During the meeting scene between the Riders and Tigers near the Manhattan Bridge with the World Trade Center in background, the drummers seen playing were not originally scripted. The band was present in the area during the day of shooting, so director Enzo G. Castellari included them in the scene, giving no explanation as to why they were there.
This was Vic Morrow's last completed film before his unfortunate on-set death while filming Twilight Zone: The Movie (1983). In an eerily prescient scene that foreshadows his tragic death, Murrow's superior says to him, "If you don't get the girl by 11 o'clock tomorrow, I'll have your head!" Morrow's character replies, "We'll fly her in - in a helicopter."
The Iron Men gang were played by professional television dancers.
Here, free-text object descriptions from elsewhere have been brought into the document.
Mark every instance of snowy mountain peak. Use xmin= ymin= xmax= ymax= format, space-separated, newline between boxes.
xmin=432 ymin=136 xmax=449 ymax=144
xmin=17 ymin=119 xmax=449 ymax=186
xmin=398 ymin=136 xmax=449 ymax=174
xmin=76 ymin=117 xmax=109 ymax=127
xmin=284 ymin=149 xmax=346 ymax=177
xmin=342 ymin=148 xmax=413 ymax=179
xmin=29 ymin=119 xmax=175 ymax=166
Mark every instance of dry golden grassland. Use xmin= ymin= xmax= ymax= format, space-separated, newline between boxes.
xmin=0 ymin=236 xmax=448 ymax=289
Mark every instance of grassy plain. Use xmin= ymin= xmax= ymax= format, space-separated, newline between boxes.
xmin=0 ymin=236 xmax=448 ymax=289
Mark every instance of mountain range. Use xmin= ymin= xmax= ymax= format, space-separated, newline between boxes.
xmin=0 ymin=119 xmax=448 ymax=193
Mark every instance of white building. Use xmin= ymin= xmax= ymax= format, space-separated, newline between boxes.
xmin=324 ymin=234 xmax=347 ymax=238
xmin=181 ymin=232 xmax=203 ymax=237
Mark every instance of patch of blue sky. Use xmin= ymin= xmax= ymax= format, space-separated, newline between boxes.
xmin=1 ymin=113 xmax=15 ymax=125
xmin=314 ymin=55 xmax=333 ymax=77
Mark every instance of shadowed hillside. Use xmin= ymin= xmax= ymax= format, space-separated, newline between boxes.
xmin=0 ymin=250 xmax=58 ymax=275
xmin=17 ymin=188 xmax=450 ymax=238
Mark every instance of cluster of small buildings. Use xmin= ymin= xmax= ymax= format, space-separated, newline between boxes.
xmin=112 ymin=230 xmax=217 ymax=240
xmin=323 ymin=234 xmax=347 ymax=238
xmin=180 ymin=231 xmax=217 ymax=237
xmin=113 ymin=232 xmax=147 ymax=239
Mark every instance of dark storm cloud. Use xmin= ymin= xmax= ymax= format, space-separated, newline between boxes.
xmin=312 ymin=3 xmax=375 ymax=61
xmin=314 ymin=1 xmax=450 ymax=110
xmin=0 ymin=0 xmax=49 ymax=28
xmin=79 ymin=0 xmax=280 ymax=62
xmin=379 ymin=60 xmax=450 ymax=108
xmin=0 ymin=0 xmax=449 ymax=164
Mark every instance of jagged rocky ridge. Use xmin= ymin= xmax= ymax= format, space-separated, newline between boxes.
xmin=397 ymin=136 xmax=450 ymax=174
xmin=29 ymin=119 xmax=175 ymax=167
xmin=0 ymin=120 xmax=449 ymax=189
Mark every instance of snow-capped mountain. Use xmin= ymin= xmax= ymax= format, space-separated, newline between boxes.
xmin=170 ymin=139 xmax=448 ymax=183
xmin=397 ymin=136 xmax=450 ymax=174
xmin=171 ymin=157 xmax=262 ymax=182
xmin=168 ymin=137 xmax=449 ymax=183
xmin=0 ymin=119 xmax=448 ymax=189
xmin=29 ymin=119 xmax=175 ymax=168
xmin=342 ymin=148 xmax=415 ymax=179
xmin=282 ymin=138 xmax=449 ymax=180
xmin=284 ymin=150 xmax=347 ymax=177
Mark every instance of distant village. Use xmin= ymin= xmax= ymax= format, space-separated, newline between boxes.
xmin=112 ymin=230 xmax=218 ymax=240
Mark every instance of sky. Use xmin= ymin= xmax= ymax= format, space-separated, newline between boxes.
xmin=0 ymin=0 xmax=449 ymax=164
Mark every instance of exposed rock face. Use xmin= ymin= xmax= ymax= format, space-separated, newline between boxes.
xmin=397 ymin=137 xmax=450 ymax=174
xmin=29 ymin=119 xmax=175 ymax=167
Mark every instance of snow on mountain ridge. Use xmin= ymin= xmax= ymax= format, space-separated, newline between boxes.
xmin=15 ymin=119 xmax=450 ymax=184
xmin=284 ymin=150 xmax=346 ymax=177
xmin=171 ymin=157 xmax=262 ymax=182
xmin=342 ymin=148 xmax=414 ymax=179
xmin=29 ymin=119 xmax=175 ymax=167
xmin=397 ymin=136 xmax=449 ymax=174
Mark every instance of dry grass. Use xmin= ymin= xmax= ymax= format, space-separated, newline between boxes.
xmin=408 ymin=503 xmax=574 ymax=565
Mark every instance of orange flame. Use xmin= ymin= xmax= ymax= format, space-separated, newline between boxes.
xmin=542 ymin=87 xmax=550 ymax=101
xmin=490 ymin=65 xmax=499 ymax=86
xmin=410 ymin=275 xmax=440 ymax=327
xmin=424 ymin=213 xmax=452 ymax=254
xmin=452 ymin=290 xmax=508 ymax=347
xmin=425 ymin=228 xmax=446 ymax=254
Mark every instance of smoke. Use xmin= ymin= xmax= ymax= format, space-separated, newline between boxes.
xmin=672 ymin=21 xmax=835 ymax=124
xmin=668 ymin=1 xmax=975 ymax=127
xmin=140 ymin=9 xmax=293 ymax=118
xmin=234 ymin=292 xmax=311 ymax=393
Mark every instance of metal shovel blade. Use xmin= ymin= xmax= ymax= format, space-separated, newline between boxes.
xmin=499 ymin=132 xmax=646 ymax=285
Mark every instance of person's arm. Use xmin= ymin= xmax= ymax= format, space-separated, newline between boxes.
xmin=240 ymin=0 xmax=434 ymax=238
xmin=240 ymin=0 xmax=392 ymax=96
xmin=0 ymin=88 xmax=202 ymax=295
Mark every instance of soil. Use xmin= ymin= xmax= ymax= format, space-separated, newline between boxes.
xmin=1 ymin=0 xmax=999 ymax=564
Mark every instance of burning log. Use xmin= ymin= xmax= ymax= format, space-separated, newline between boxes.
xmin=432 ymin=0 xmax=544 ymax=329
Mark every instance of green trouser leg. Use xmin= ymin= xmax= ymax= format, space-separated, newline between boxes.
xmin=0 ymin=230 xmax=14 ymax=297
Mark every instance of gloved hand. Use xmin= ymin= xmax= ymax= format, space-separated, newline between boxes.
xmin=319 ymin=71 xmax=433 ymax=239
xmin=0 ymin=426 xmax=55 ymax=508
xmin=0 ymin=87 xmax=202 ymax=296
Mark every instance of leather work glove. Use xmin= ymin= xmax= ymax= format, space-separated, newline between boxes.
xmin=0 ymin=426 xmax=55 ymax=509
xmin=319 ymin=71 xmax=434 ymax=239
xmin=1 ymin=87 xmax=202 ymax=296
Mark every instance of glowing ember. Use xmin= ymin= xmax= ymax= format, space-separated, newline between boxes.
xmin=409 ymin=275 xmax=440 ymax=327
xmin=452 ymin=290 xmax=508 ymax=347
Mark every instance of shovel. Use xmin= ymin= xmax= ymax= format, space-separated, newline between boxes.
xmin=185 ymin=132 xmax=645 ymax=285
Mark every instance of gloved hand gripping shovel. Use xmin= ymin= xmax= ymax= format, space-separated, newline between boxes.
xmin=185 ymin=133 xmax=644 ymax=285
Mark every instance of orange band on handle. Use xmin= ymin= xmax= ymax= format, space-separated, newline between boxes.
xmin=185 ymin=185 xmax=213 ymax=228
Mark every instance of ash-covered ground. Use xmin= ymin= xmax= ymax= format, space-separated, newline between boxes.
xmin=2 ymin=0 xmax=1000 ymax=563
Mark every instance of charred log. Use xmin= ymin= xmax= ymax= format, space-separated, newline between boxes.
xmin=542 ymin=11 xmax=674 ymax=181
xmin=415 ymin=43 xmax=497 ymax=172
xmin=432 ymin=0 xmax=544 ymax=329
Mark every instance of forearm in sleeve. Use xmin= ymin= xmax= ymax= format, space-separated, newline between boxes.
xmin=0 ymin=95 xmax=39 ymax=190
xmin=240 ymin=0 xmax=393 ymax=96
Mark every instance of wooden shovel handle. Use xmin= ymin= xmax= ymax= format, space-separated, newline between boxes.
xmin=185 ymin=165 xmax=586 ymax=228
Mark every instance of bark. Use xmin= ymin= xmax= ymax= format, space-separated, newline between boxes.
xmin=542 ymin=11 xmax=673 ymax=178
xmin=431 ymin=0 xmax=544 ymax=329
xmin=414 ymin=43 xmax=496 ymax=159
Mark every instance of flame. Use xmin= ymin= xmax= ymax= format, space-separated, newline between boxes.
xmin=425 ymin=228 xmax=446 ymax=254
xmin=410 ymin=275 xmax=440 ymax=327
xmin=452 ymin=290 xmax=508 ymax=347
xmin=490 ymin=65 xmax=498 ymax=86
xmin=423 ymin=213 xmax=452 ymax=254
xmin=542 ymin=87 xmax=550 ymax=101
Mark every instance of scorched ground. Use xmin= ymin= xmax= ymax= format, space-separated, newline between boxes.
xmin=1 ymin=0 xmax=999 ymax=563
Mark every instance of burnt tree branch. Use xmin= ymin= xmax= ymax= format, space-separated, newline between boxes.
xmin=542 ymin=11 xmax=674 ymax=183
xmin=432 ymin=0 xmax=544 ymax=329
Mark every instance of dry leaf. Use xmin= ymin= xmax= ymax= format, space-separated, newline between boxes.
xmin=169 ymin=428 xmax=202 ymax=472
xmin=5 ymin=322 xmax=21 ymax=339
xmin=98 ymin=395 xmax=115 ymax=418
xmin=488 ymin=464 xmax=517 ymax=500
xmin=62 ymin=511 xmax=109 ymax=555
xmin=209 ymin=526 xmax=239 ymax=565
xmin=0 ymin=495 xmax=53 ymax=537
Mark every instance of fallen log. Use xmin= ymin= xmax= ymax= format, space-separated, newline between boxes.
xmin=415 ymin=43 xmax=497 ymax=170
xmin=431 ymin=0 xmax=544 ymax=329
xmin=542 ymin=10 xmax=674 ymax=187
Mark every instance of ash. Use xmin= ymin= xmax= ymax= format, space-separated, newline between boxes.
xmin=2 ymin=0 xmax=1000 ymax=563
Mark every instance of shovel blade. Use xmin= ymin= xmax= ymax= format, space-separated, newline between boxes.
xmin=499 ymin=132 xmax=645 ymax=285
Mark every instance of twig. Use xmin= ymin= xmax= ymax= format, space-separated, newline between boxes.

According to an article in "Coming Attractions" magazine, the movie was conceived when producer Fabrizio De Angelis missed a subway train stop for his Manhattan hotel and ended up in the South Bronx--similar to the plot of the novel and film The Bonfire of the Vanities (1990)--which at the time was a notoriously dangerous area, infested by street gangs, drug addicts, and just about every type of criminal there was. Entire blocks of the neighborhood had been reduced to rubble by fires, both accidental and deliberately set. De Angelis walked through the area and was both enthralled and repelled by the devastation he saw and the assortment of derelicts, criminals and obvious mental cases. Soon he was confronted by thugs with switchblades and quickly made his escape. He got back to his hotel in one piece, and the experience inspired this film.